Mr. Miravalle said he was unfazed by such objections. In some ways, the idea of the mother as hero and savior has been the defining theme of his life. He was born in San Francisco in 1959 to parents who were Catholics but who divorced, he said, because his father was a gambler and alcoholic. His mother worked as a secretary to support him and his two siblings. The year that his father left, his elder sister died of leukemia.
"There was never enough money, and yet mother just affirmed us so much," Mr. Miravalle said. "If we needed shoes, she always found a way to cough up the money."
He was a devout child. When his sister died, he reasoned that she was "taken by God" and that it was somehow for the best. He attended Catholic schools, made good grades and took pleasure in studying the lives of the saints.
He remembers times when his mother's migraine headaches were so debilitating that she would have to pull off the side of freeways so that she could vomit and then sleep for a while until she felt well enough to drive. Despite such challenges, he said: "I always felt very protected by my mother's love. She was my first hero."
He, in turn, tried to become a man worthy of his mother's sacrifices. In high school he was one of the few boys in his class who always attended weekly Mass. He went to a Jesuit-run college and majored in theology. He agonized over whether he was meant for life as a priest.
One day in 1980, he said, he went to church to pray for guidance. As he was leaving, he literally ran into a woman named Beth who was on her way into church. They talked, and before they parted, he asked her for a date. "I took that as a clear, extraordinary sign that I was not meant to be a priest," he recalled.
The two married in 1981, and Mr. Miravalle continued his theological studies in Rome. In 1984, shortly after the birth of their first son, they went on a pilgrimage to Medjugorje, a small mountain village populated by Croats in Bosnia that is revered by many Catholics as a site where the Virgin Mary appears each evening to a small group of visionaries.
Mr. Miravalle's visit was the beginning of his emergence as a leader in the popular Marian movement. He wrote his doctoral dissertation on the messages that the Virgin Mary is said to have given the Bosnian children who first saw her. Devotees of the site recount that she told the children that she opposed abortion, birth control, the ordination of women and Communism. To Mr. Miravalle, the cornerstones of her messages are prayer, penance and fasting.

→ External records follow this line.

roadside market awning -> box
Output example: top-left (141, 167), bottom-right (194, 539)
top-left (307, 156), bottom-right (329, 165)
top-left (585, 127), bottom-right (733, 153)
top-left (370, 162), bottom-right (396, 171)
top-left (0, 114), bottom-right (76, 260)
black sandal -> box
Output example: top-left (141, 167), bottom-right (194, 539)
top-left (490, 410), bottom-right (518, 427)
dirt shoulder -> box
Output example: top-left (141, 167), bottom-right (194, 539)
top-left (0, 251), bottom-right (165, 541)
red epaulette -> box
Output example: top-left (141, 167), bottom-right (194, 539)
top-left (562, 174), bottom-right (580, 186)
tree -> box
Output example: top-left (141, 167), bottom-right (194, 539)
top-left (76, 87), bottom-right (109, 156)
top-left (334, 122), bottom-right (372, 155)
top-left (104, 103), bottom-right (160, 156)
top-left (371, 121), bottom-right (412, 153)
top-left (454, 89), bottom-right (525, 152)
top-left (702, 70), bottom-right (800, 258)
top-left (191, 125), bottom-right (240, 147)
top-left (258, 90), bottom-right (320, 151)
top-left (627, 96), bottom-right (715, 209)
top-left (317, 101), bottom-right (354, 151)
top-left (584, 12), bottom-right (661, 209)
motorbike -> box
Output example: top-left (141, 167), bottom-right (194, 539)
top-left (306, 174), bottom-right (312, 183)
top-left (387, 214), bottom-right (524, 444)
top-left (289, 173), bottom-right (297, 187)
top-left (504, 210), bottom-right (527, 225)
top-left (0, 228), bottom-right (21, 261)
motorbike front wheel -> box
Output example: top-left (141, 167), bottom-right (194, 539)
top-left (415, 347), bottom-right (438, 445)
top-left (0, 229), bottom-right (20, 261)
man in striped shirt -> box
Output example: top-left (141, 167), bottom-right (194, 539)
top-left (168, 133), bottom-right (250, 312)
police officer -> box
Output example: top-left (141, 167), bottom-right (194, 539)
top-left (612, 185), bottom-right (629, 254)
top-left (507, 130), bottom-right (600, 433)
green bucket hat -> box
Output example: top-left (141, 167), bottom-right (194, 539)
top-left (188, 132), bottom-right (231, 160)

The Miravalles try to to abide by those principles in the modern world. All seven of their children are home-schooled. They say the Rosary in Latin three times a day, eat no meat on Wednesdays and Fridays and attend daily Mass.
During a visit to their home during family prayers, the telephone rang, but no one moved to answer it. The answering machine played Mr. Miravalle's message: "We can't take your call right now. . . . In the meantime, join us as we say a Hail Mary together."
Since 1984 Mr. Miravalle has published five books on Mary. Inserted at the back of each are postcards that readers can detach and send to the pope to relay their support for the proposed dogma. He also puts out an international monthly news bulletin, sponsors conferences on the subject and regularly appears on Mother Angelica's television program, which reaches more than 55 million homes.
Whether or not his campaign succeeds and John Paul II declares Mary a co-redemptrix, the popular devotion to Mary as healer and comforter seems certain to continue. Everyone, it seems, needs a mother.